Wherever that place was, it’s clear that it wasn’t through the doors of a classroom: “Mostly we ran the halls, talked to boys, bothered the principal,” says Tiffany. Like all good celebrities, they mastered the art of the dramatic entrance (“usually around lunch time”), and they always left their public wanting more – by the time she was a junior, says Caniyah, “I was going to school maybe once or twice a month, if I knew I had something cute to wear.”
It wasn’t until what should have been their senior year, after logging thousands of hours in front of the TV and several F’s on their transcripts – far from any hope of graduation – that it occurred to Caniyah and Tiffany that what was cute at 17 might not be so charming ten years down the road. “We both looked in the mirror and we didn’t like what we saw,” Tiffany recalled recently. “What can you do with your life if you don’t have a high school diploma?”
It’s a good question – one faced by a cohort of young people fast growing across the country, and even faster in New York. Exact numbers are hard to come by, but the city estimates that somewhere close to 160,000 – or nearly one in six – New Yorkers between the ages of 16 and 21 are neither in school nor employed in a legal job. Most of them started out poor, and their future economic prospects are grim: According to the Center for Labor Market Studies at Northeastern University, 54 percent of young adults without diplomas were jobless during an average month in 2008, and 40 percent were jobless for an entire year.
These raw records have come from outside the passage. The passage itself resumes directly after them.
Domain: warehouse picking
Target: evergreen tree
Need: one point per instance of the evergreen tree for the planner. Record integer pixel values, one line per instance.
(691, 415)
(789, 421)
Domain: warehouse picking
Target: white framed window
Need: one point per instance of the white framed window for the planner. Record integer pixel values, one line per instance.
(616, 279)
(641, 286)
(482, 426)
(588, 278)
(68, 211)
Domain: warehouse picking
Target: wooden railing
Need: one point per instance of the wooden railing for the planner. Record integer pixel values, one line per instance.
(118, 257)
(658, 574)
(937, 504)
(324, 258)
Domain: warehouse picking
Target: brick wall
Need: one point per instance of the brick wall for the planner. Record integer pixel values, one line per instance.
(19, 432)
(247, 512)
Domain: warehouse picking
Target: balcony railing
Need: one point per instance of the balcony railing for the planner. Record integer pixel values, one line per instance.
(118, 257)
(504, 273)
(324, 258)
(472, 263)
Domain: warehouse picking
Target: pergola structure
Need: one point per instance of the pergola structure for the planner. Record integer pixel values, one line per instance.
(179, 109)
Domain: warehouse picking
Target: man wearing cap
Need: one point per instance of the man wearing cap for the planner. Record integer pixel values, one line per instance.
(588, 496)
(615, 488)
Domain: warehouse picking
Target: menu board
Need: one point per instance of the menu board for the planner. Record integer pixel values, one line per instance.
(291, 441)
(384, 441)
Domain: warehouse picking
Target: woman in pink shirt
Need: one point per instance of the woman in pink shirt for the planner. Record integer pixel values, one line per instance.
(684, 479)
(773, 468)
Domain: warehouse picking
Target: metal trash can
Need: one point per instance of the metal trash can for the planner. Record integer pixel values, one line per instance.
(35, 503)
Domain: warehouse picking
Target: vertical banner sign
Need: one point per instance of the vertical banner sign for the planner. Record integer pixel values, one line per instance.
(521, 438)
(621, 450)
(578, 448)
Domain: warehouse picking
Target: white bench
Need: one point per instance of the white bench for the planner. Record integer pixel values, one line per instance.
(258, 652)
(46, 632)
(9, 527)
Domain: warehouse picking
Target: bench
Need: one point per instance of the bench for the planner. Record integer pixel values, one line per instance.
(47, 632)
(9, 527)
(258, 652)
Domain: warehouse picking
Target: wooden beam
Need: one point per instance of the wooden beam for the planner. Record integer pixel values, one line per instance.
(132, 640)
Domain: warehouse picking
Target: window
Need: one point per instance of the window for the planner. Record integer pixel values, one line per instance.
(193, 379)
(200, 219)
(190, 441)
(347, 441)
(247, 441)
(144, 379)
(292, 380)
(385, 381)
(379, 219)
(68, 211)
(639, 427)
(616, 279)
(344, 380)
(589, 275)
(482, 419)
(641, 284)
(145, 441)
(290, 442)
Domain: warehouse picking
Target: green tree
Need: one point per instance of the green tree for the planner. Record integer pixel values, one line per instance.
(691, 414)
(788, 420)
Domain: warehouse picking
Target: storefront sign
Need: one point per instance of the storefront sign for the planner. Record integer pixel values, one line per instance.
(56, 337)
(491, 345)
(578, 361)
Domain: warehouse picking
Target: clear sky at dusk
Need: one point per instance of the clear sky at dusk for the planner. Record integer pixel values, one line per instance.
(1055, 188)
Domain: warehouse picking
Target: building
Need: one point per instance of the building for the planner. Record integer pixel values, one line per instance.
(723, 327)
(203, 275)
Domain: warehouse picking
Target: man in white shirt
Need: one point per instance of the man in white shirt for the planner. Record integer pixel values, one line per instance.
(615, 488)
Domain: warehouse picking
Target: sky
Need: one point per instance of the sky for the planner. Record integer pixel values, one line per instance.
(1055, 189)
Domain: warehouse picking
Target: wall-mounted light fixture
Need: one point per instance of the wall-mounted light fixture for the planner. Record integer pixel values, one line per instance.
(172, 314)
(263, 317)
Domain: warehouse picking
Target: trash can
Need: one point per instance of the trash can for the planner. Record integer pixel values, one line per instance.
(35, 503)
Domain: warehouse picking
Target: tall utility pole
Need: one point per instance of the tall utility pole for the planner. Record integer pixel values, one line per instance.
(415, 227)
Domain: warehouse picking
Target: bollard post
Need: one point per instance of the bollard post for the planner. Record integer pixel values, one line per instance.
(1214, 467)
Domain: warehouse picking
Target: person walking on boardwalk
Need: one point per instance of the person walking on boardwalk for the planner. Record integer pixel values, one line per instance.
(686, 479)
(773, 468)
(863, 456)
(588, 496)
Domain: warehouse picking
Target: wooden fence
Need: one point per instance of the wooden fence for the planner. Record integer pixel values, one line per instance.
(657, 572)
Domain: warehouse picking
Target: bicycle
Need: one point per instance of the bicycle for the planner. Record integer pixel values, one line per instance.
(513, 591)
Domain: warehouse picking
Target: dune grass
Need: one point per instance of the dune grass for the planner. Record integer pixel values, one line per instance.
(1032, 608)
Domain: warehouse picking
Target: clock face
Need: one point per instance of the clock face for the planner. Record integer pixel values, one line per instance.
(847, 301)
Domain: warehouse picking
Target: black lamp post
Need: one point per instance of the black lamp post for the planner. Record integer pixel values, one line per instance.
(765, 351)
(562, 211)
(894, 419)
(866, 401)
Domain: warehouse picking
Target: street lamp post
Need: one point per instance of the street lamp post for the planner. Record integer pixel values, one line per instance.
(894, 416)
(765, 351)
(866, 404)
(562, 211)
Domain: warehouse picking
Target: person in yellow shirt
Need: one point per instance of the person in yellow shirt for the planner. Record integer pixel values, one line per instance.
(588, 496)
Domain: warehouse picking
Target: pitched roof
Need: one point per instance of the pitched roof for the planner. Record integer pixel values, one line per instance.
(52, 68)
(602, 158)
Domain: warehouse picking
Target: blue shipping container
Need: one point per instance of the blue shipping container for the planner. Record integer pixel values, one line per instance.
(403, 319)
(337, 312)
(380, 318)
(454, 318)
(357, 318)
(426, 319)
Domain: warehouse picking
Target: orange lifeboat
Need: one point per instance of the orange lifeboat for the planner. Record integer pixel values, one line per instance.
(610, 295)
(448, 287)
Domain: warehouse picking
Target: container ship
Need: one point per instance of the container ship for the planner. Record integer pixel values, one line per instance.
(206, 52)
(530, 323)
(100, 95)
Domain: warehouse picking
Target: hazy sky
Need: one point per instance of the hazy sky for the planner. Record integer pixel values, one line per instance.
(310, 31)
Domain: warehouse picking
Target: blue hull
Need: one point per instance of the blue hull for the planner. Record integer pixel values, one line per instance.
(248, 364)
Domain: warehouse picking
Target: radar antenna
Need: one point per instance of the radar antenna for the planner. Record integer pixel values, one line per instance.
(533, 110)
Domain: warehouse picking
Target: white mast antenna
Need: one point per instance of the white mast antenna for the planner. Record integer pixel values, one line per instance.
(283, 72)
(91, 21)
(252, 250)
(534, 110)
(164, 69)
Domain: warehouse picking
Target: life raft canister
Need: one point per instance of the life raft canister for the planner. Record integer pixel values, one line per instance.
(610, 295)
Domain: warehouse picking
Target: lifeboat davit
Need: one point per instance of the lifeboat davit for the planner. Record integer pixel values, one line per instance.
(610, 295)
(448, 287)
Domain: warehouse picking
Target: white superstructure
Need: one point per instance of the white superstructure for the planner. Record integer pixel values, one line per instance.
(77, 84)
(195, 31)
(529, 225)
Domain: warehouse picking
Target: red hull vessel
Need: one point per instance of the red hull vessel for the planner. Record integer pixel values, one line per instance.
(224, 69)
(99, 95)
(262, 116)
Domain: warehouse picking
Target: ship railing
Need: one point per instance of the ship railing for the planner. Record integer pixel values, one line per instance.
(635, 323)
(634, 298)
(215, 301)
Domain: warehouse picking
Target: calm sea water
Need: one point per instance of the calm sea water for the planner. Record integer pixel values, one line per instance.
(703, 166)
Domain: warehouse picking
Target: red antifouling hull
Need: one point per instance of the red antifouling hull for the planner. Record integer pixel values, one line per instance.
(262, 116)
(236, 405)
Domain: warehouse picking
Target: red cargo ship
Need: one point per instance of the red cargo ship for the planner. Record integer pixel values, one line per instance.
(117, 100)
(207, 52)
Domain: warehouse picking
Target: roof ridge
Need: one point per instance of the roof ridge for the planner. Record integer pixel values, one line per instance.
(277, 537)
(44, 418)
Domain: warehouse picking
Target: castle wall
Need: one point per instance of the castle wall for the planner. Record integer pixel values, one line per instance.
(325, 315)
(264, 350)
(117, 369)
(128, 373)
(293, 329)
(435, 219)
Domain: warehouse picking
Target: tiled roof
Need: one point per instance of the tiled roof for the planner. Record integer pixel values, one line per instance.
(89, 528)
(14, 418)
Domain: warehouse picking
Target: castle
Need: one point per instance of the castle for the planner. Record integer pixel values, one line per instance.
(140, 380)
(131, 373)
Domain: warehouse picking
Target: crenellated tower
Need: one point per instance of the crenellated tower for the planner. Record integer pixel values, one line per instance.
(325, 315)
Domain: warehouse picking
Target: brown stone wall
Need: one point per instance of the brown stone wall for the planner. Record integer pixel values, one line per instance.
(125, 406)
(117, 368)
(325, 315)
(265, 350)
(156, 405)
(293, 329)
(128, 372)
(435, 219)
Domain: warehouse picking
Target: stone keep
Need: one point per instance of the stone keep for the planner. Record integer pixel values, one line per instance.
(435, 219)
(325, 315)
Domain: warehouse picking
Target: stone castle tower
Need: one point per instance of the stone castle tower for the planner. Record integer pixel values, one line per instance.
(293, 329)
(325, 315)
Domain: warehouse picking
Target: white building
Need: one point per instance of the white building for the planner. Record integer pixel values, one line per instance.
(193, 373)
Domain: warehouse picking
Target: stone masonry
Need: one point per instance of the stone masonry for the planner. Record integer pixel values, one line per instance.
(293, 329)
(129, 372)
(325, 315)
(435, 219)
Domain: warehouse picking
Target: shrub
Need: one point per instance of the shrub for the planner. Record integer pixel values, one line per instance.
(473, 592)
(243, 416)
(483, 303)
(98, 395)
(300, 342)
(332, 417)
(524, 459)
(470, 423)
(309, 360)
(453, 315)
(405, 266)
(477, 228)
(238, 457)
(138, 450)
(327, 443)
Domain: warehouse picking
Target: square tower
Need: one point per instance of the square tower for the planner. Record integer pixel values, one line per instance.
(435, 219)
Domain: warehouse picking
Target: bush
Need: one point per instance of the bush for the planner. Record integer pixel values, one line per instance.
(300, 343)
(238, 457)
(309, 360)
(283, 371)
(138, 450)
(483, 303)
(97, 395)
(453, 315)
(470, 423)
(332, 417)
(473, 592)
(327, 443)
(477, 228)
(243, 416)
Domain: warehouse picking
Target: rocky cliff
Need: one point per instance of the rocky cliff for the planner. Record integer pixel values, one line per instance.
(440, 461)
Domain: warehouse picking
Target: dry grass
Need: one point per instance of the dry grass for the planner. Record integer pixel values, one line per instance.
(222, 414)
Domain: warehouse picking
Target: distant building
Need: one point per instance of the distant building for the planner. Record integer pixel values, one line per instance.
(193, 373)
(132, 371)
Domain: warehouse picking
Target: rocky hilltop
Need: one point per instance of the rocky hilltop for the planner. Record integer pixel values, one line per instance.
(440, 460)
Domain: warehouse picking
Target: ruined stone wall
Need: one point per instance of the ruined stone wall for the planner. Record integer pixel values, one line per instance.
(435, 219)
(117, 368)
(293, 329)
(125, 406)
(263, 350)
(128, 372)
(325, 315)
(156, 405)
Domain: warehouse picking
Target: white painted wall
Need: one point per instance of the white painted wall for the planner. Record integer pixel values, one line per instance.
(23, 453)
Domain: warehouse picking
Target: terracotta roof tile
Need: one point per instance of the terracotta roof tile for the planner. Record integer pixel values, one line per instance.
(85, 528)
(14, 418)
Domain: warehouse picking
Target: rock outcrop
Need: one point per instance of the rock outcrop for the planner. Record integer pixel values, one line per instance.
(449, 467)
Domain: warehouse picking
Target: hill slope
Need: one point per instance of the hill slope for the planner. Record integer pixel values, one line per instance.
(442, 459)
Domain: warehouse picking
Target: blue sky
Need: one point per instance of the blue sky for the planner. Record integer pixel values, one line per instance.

Kids drop or fall out of the mainstream education system for a long list of reasons – most commonly because they need to work, have a baby, or are caring for another family member, according to the city’s Department of Youth and Community Development (DYCD). Whatever the back story, it’s in everyone’s best interest to help out-of-school youth get educated and employed. When researchers at the Community Service Society did the math, they found that each New Yorker who doesn’t finish high school costs the city treasury nearly $135,000 more than he pays in taxes, for expenses such as incarceration or shelter. Those with just a high school degree pay an average of $190,000 more into city coffers than is expended on their behalf – making each high school diploma or GED worth a grand total of $325,000 to the city.
That’s why a portion of money from the federal Workforce Investment Act (WIA) – the country’s main funding stream for job training services – is designated for programs aimed at getting so-called “disconnected youth” back into school or the labor market. This year, New York City is in line to receive nearly $14 million in WIA funding for out-of-school youth programs.